Kashafrud or Kashafrud River is a river that flows from the Hezar Masjed Mountains in Razavi Khorasan Province in northeast of Iran. After passing from the vicinity of the cities of Radkan and Chenaran in Razavi Khorasan Province and then passing north and east of the city of Mashhad, the Kashfrud  joins the Harirud River at the frontier of Iran and Turkmenistan.

Geography
The Kashaf Rood River is 240km. in length and originates from mountain ranges of Hezar Masjed and Binalood.

The main town on the river is the city of Mashhad. The town of Tus is also on the river.
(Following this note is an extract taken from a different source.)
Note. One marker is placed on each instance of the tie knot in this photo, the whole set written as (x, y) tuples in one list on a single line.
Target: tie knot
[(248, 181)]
The river is irrigated, and known since  the Middle Ages for its fertility.

History
Alexander the Great passed through the valley of the Kashaf River.
The Arabs entered the valley in 650AD.
Sultan Abu Said built a dam on the river.
The Geographer Al-Tusi was from the Kashafrud valley. The army of Genghis Khan attacked the region of the Kashafrud in 1220AD.

Kashafrud Basin 
Kashafrud Basin is an archaeological site in Iran, known for the Lower Palaeolithic artifacts collected there; these are the oldest-known evidence for human occupation of Iran. On the basis of their geological contexts, this collection is more than 800,000 years old. Thus, Kashfarud is one of the oldest human settlements in Iran. A number of stone tools discovered by Kashafrud are displayed in the Paleolithic Hall of the National Museum of Iran.